USD/JPY: 110 breached on FOMC minutes, what now?

USD/JPY has been in consolidation in the main since the rally in the greenback and US rates shooting high on the prospects of a Fed hike in June.

The FOMC minutes were the main catalyst overnight that took the dollar higher across the board as most members were sighting that June would be an appropriate time to time rates providing data was solid. “Most participants judged that if incoming data were consistent with economic growth picking up in the second quarter, labor market conditions continuing to strengthen, and inflation making progress toward the Committee's 2 percent objective, then it likely would be appropriate for the Committee to increase the target range for the federal funds rate in June.”

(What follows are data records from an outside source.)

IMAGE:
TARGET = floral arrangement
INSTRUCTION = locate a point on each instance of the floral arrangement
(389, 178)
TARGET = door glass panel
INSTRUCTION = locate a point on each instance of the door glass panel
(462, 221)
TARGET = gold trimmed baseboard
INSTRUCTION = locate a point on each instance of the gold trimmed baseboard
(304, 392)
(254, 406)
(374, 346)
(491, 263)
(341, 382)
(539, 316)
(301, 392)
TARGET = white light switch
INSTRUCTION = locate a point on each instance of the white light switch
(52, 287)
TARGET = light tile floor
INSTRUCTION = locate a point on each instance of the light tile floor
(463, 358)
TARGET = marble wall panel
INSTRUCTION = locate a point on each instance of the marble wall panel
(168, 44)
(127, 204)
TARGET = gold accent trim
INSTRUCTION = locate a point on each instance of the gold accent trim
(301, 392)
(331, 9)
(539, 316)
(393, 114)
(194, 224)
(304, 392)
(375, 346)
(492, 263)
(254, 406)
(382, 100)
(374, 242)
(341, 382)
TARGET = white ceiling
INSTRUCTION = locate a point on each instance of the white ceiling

However, the yen was under pressure yesterday in Asia as well on the back of Japanese Q1 GDP surprised to the upside, taking out some of the immediate pressure over the BOJ to add stimulus. A technical recession was avoided with the economy growing by 0.4% against expectations of a 01%.

USD/JPY levels

Valeria Bednarik, chief analyst at FXStreet explained that in the 4 hours chart, "Indicators also head higher within positive territory, although the moving averages maintain their bearish slopes. If the rally extends, the level to watch is 110.60, a major static resistance that needs to be broken to confirm a more sustainable recovery in the mid-term".